The deal which was marketed by means of a roadshow, is upsized from $450 million and is playing to demand in excess of $3 billion, with over 100 accounts in the order books, sources say.

Morgan Stanley, BofA Merrill Lynch, Barclays, RBC Capital Markets LLC, BMO Capital Markets Corp. and Macquarie Capital are the joint bookrunners for the debt refinancing deal.

Goodyear slips on guidance

The bonds of Goodyear Tire & Rubber Co. fell after the company slashed its 2017 profit guidance, a trader said.

With its share price down 11% the bonds were down as much as a point but may have regained a bit of that ground, the source said.

The Goodyear 4 7/8% senior notes due March 15, 2027 were 102¼ bid, 103 offered at midmorning, down ¾ of a point on the day.

The company said its net profit for the quarter ending June 30 dropped to $147 million, or 58 cents a share, from $202 million, or 75 cents a share, year over year.

Elsewhere in the secondary market the Vivint, Inc. (APX Group, Inc.) 7 5/8% senior notes due Sept. 1, 2023 (Caa2/CCC) were above new issue price at par ½ bid, par ¾ offered on Friday.

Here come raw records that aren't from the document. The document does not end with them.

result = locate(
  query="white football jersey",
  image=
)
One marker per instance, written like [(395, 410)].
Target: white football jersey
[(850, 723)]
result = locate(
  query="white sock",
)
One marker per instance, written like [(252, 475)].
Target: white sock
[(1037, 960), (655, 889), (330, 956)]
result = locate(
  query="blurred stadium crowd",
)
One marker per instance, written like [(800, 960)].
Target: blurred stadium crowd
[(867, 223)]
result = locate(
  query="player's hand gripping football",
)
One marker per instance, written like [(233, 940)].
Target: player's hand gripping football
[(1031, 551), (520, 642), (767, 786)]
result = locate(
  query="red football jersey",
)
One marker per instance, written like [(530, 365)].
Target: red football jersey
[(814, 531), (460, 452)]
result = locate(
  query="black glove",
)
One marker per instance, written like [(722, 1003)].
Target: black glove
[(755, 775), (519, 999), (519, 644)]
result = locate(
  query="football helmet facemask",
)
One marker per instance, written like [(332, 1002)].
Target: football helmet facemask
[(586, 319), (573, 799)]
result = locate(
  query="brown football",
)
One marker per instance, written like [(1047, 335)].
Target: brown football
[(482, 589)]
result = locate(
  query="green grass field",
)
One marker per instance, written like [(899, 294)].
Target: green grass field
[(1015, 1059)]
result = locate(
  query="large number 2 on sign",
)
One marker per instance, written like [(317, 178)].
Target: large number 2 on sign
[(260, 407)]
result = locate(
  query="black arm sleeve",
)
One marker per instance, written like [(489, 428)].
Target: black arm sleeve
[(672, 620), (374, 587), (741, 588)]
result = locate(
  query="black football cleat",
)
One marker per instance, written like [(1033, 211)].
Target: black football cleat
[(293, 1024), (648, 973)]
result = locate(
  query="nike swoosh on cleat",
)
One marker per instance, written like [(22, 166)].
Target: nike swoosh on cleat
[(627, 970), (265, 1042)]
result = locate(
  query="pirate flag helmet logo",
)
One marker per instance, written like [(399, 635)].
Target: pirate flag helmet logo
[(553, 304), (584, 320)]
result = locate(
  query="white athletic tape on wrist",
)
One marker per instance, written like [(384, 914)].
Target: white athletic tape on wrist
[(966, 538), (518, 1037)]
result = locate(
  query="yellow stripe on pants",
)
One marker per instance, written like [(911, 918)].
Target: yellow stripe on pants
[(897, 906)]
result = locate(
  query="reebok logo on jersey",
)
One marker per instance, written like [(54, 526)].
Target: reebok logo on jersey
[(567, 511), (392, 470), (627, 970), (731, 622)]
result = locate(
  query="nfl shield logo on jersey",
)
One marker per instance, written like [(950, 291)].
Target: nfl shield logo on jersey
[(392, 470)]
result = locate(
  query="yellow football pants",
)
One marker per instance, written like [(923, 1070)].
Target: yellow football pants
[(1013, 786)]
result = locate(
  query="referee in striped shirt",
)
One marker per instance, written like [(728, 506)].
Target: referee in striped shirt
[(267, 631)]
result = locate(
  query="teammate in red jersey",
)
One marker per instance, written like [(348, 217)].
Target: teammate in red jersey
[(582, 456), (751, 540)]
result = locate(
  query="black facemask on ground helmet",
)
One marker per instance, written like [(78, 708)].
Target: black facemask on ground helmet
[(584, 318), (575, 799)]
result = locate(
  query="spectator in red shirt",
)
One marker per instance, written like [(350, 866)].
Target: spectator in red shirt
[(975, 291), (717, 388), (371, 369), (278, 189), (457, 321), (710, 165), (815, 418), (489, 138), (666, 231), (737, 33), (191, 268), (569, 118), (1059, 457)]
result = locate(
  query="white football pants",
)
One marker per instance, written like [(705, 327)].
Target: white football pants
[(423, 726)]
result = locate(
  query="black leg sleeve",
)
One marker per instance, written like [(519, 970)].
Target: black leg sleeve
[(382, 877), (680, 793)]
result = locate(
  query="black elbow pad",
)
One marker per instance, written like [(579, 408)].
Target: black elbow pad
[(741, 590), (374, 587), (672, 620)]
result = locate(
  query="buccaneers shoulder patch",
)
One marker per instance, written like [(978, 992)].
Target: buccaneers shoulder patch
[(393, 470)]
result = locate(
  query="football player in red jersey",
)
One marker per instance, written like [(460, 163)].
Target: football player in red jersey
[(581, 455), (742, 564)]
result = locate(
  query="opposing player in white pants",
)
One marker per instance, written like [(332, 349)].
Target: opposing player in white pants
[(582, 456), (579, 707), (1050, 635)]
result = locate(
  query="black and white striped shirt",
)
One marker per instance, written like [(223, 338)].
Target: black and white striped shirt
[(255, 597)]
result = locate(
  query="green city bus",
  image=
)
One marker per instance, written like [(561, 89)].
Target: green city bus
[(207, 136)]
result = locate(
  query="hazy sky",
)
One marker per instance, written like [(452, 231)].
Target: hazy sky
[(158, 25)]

The $400 million deal came at par on Thursday following a restructuring that saw the maturity decrease to six years from seven years and concessions from the company on what market sources were characterizing as an aggressive covenant package.

Meanwhile the above-mentioned deal from AssuredPartners is also said to be coming with an aggressive covenant package, and people are piling into it, the trader mused, adding that the market seems to be reacting to aggressive covenants on a name-by-name basis.

Thursday outflows

The daily cash flows of the dedicated high-yield bond funds were flat to negative on Thursday, according to a trader.

High-yield ETFs sustained $75 million of outflows on the day.

Actively managed high-yield fund flows were just below the balk line Thursday, at negative-$1 million.

The news follows the closely watched weekly report from Lipper US Fund Flows that the dedicated high-yield funds sustained $21 million of outflows on the week to last Wednesday's close.